Fiction - paperback; Sceptre; 544 pages; 2005.
Out of all the recommendations I have received from fellow book bloggers over the past few years, David Mitchell's Cloud Atlas gets mentioned more than any other book. It has been lauded by so many people I was almost too scared to read it, which is why it languished in my ever-growing to-be-read pile for more than three years.
At one point I considered discussing it as part of Reading Matters Online Book Group and put it up for vote in February 2006. It lost out to Orhan Pamuk's Snow and it went back onto my pile of unread books once again.
When I finally worked up the courage to read it some 18 months later, I have to be brutally honest and say I could not work out what all the fuss was about.
For those of you who haven't read Cloud Atlas, it's essentially six novellas following the lives of six characters (all vaguely related or linked to one another in some way) and moves forward in time so that pretty much the whole scope of human history is covered, from the 19th century to some post-apocalyptic future we are yet to reach. It then works backwards, so that you reach the end via all the previous stories so you end up with 12 chapters all told. These stories are as follows:
The Pacific Journal of Adam Ewing -- a 19th century seafaring novella very much in the vein of Matthew Kneale's English Passengers and Richard Flanagan's Gould's Book of Fish, right down to the use of ampersands throughout.
Letters from Zedelghem -- set in the 1930s, this tells the story of an English con artist who moves to Belgium and ingratiates himself with a reclusive composer and his family. It reads like a pre-war novel and has some raunchy romance thrown in for good measure.
Half-Lives: The First Luisa Rey Mystery -- a fast-moving industrial espionage type thriller set in 1970s America, it reminded me a little of John Grisham's The Firm.
The Ghastly Ordeal of Timothy Cavendish -- set in England in the late 20th century, it throws a nod to P.G. Wodehouse, as it is essentially a comedy of manners in which a 60-something editor gets mistakenly locked up in an old people's home from which he cannot escape.
An Orison of Sonmi -- an eerie science fiction thriller about clones, I found this bit the most intriguing (and moving) story in the entire novel, reminding me a little of Kazuo Ishiguro's Never Let Me Go.
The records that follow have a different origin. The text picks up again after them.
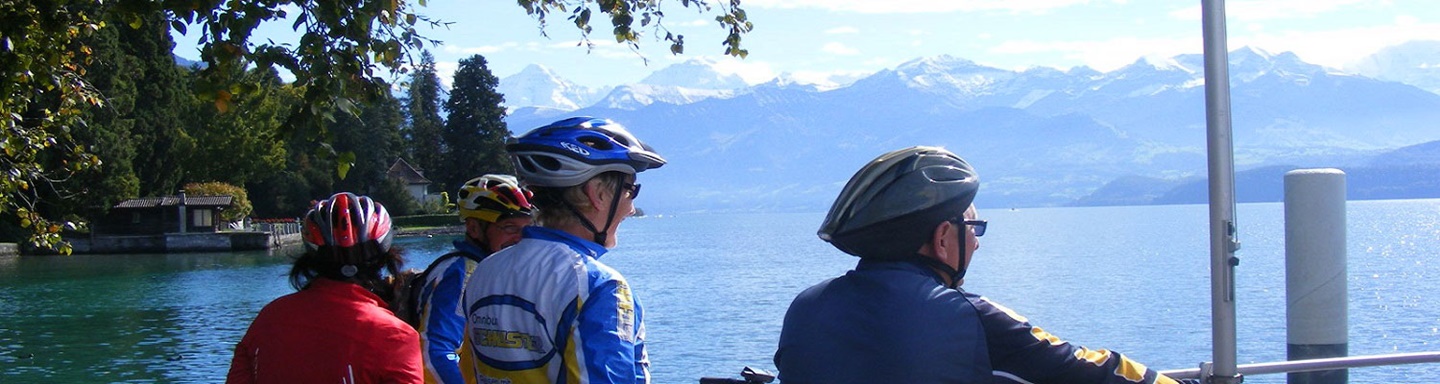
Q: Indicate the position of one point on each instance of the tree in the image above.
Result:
(475, 128)
(239, 204)
(162, 98)
(245, 144)
(425, 131)
(107, 130)
(375, 138)
(342, 45)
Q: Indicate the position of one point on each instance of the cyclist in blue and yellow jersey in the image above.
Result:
(900, 315)
(494, 209)
(336, 327)
(547, 309)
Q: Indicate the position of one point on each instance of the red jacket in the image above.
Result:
(329, 332)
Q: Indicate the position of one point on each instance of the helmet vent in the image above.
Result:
(596, 143)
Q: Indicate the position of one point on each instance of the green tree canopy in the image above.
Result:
(342, 56)
(475, 127)
(241, 202)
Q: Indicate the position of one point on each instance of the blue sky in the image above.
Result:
(812, 39)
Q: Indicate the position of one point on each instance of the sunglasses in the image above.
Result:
(977, 225)
(632, 189)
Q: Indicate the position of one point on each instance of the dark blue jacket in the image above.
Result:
(896, 322)
(883, 322)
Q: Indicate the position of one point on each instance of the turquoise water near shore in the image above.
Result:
(714, 288)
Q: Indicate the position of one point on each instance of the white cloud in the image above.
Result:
(750, 71)
(1102, 55)
(919, 6)
(445, 71)
(693, 23)
(838, 49)
(468, 51)
(1339, 48)
(1254, 10)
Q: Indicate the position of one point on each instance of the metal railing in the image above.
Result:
(1315, 364)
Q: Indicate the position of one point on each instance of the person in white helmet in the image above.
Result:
(547, 309)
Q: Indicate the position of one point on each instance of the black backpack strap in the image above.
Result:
(418, 284)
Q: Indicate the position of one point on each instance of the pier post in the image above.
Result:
(1315, 279)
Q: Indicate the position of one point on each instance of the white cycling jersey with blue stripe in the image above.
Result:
(547, 311)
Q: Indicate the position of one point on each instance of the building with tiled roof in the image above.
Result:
(414, 179)
(164, 215)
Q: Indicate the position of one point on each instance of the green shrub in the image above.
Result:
(426, 220)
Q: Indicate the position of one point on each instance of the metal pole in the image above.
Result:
(1315, 288)
(1318, 364)
(1223, 242)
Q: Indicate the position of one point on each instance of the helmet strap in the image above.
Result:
(609, 217)
(942, 268)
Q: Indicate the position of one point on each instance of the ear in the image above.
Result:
(942, 240)
(594, 193)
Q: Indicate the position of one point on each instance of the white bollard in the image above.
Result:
(1315, 279)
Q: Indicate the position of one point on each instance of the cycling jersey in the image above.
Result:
(1023, 353)
(441, 317)
(882, 322)
(897, 322)
(547, 311)
(327, 332)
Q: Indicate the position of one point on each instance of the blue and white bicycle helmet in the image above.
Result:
(570, 151)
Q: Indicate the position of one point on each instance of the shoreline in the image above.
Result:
(403, 232)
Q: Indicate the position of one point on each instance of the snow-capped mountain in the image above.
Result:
(1040, 137)
(539, 87)
(696, 74)
(1414, 62)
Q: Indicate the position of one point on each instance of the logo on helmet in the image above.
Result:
(575, 148)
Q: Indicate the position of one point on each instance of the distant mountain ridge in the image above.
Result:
(1038, 137)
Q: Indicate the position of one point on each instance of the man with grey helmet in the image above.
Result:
(547, 309)
(900, 315)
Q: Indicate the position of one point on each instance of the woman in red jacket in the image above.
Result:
(336, 328)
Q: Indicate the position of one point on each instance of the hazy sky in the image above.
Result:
(815, 38)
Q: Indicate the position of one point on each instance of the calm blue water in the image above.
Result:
(714, 286)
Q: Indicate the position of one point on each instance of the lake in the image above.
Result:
(714, 288)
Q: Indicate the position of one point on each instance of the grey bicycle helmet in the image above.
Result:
(889, 206)
(570, 151)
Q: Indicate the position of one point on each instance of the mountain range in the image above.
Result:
(1038, 137)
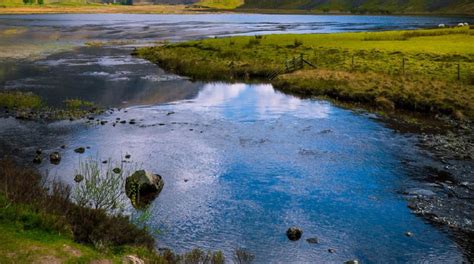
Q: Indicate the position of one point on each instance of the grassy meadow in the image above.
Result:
(428, 71)
(78, 8)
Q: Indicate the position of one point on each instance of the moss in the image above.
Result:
(414, 70)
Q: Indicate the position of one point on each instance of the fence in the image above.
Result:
(294, 64)
(392, 64)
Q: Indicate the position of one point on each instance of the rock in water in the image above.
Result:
(312, 240)
(37, 159)
(143, 187)
(294, 233)
(55, 158)
(80, 150)
(78, 178)
(352, 262)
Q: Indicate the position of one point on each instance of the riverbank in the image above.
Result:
(97, 8)
(426, 71)
(410, 77)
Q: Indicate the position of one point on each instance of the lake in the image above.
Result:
(241, 162)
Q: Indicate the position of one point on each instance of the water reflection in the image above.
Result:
(238, 102)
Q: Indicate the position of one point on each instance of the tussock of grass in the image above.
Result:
(418, 74)
(221, 4)
(28, 106)
(20, 100)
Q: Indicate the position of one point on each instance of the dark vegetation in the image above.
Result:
(28, 106)
(34, 210)
(47, 205)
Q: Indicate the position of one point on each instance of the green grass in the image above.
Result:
(29, 235)
(27, 105)
(20, 100)
(428, 81)
(221, 4)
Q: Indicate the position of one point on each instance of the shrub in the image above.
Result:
(46, 205)
(101, 188)
(197, 256)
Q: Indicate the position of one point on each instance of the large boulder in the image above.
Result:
(143, 187)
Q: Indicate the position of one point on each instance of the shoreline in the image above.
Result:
(187, 9)
(444, 196)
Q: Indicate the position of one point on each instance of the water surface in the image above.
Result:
(241, 162)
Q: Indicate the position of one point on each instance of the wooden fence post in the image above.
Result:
(403, 66)
(301, 61)
(459, 71)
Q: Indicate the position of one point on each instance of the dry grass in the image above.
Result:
(105, 9)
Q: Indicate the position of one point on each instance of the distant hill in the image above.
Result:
(367, 6)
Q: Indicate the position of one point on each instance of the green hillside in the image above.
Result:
(367, 6)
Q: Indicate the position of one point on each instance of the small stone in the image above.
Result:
(354, 261)
(78, 178)
(80, 150)
(37, 159)
(294, 233)
(55, 158)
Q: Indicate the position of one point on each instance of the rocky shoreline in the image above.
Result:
(446, 195)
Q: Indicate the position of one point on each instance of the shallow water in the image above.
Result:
(241, 163)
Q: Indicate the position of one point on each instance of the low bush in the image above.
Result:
(47, 205)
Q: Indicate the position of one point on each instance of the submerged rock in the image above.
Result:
(78, 178)
(354, 261)
(55, 158)
(294, 233)
(80, 150)
(143, 187)
(37, 159)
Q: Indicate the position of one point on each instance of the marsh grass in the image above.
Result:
(20, 100)
(102, 186)
(28, 106)
(416, 70)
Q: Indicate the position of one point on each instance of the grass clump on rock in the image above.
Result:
(425, 71)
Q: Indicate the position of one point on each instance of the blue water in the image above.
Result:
(241, 162)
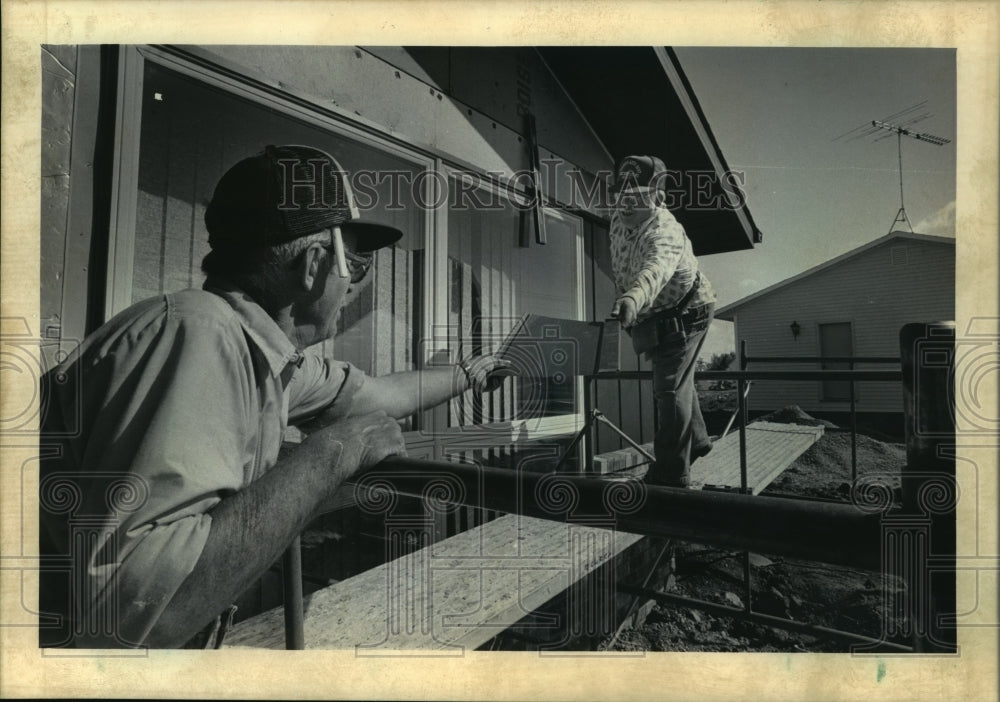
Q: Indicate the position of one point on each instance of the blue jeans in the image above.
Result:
(680, 434)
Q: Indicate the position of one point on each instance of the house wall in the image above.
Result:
(468, 103)
(878, 291)
(464, 105)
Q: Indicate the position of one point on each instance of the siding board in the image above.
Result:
(877, 291)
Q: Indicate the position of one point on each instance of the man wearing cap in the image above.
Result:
(166, 494)
(666, 304)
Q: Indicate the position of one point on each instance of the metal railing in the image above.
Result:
(823, 531)
(744, 377)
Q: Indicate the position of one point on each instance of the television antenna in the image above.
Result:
(900, 132)
(902, 120)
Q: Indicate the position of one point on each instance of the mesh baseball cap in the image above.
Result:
(285, 192)
(639, 173)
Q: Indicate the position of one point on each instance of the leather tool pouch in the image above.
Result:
(649, 333)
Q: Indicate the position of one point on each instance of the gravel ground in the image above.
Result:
(830, 596)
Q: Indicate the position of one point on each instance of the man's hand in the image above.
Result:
(486, 373)
(624, 311)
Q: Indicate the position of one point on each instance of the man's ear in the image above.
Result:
(312, 267)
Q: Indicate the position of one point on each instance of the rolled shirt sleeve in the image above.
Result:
(322, 384)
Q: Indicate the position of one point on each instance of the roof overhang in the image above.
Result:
(638, 101)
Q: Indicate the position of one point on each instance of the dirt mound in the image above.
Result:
(793, 414)
(824, 470)
(842, 598)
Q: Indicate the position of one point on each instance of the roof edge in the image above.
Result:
(913, 236)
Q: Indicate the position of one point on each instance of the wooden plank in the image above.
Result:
(771, 448)
(452, 595)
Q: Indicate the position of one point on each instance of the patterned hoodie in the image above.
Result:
(654, 263)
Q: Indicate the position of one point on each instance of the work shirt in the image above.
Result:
(167, 409)
(654, 264)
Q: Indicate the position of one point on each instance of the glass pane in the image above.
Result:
(192, 132)
(492, 280)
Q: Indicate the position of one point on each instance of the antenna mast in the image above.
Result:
(900, 131)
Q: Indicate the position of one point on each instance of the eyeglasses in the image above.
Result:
(358, 265)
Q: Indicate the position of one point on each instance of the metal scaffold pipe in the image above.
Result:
(841, 534)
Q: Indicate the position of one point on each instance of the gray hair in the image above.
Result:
(264, 273)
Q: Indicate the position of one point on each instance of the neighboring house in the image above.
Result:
(852, 305)
(135, 137)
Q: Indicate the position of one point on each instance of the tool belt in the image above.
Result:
(647, 334)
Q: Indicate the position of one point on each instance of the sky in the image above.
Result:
(785, 117)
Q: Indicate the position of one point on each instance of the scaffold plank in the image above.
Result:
(451, 596)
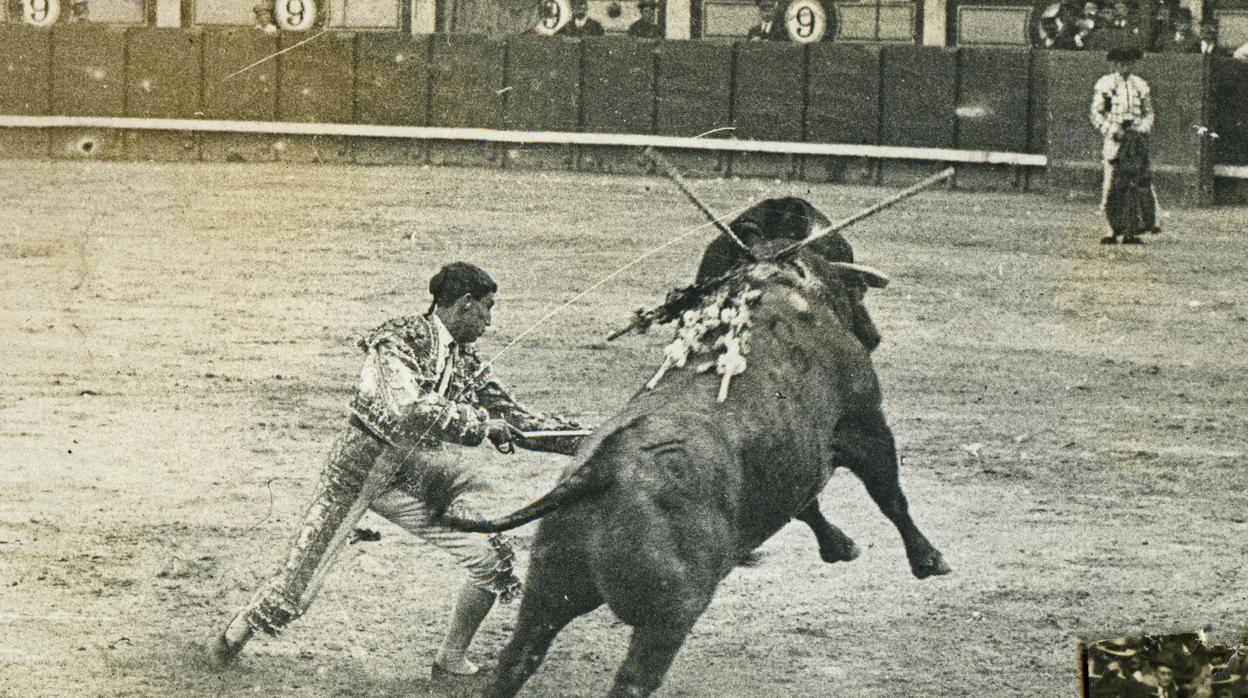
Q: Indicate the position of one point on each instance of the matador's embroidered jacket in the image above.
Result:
(414, 391)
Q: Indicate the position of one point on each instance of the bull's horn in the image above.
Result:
(872, 277)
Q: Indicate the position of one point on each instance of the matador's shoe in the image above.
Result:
(227, 646)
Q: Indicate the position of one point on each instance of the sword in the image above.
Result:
(682, 299)
(672, 174)
(552, 433)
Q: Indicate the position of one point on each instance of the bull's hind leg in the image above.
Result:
(650, 652)
(866, 445)
(834, 545)
(555, 593)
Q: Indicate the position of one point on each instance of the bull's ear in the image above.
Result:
(872, 277)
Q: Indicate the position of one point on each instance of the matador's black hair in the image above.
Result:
(457, 279)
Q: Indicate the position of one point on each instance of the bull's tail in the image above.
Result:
(587, 480)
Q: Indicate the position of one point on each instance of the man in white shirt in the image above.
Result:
(770, 26)
(421, 386)
(1122, 104)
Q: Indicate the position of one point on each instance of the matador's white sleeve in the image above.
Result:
(402, 401)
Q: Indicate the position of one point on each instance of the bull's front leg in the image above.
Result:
(865, 445)
(834, 545)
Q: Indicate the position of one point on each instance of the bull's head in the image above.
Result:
(774, 224)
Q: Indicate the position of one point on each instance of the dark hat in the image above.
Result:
(458, 279)
(1125, 54)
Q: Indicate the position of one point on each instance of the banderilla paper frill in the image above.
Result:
(718, 332)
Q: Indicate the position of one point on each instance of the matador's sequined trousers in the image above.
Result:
(363, 472)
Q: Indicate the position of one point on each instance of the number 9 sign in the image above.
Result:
(552, 15)
(40, 13)
(295, 15)
(805, 21)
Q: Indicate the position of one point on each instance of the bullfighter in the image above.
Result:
(422, 385)
(1122, 110)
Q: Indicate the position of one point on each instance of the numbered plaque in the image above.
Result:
(295, 15)
(805, 21)
(554, 14)
(40, 13)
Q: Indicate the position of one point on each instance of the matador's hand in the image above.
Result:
(502, 435)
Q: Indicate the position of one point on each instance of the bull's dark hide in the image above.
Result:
(668, 495)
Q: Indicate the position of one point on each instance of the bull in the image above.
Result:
(667, 496)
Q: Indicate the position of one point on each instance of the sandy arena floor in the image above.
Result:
(176, 351)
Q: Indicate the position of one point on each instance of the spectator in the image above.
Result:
(648, 25)
(1088, 25)
(1057, 28)
(1165, 674)
(1122, 29)
(1209, 38)
(1120, 677)
(1181, 38)
(580, 24)
(770, 26)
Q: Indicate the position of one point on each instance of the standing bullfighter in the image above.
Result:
(422, 385)
(1122, 110)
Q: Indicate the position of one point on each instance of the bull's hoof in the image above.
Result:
(932, 566)
(222, 653)
(840, 553)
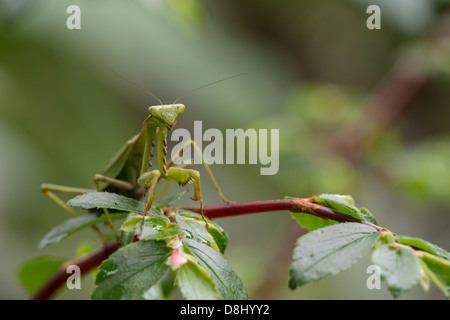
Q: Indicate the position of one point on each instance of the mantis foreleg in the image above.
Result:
(199, 152)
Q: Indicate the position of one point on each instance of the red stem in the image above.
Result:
(85, 264)
(294, 205)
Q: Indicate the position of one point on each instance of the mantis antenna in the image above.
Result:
(206, 85)
(184, 94)
(138, 86)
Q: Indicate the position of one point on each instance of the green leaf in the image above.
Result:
(340, 203)
(195, 229)
(399, 267)
(195, 283)
(423, 245)
(36, 272)
(311, 222)
(367, 215)
(155, 228)
(225, 278)
(73, 225)
(95, 200)
(438, 270)
(132, 270)
(219, 235)
(330, 250)
(162, 289)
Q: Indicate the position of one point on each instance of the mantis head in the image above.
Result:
(167, 114)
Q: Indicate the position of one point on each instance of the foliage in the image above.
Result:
(175, 249)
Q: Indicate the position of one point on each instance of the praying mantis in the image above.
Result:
(129, 171)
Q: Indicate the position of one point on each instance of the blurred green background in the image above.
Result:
(361, 112)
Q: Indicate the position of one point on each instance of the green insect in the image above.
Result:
(129, 171)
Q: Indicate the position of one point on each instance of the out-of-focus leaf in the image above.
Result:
(36, 272)
(438, 270)
(399, 267)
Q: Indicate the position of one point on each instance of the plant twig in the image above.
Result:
(84, 263)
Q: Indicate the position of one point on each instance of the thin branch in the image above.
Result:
(85, 264)
(294, 205)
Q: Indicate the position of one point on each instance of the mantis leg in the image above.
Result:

Sloosha's Crossin' an' Ev'rythin' After -- this is set in the future after the science and technology is long gone, leaving behind a world in which even the language is corrupted and humankind must eke out a very primitive existence.
By its very nature, the diverse range of genres presented here means that the reader will find some chapters more enjoyable than others. I definitely preferred the two thrillers -- the espionage one and the science fiction one -- which is generally indicative of my reading tastes, while I thoroughly struggled with the futuristic one written in a kind of pidgin English that bored me and confused me in equal measure. And that, I guess, is my major gripe with this novel. It works in parts but not as a whole.
I was left with the impression that Cloud Atlas is a writer's book, not a reader's one, because it felt like a succession of literary stunts -- for the sake of it. If Mitchell was a pastry chef, I imagine he wouldn't be happy just creating the dessert: he'd want to create Michelen-star four-course meals as well, if only to prove he could do it.
Not that there is any doubt that Mitchell can write -- the six interlinked stories here are quite extraordinary examples of his ability to switch genres and time periods with relative ease. However,in my opinion, it felt like he was showing off. As much as I pride myself on seeking out different genres to read and trying books set in vastly different times and places, I don't necessarily want to experience these all in the one novel. If I want to read a seafaring story, I'll read one. Ditto for a thriller.
I devoted two days to Cloud Atlas while on a recent holiday in the sun, time that I will never get back. Before you all jump up and down and leave me abusive comments, I'm not saying that I completely hated the book. I simply found it hard work, and perhaps it was not best suited for a lazy beach read, something to bear in mind if you're considering packing it in your suitcase any time soon. A worthy read, yes, an enjoyable one, so-so. And while Mitchell fans may disagree, I'd prefer Black Swan Green over this any day.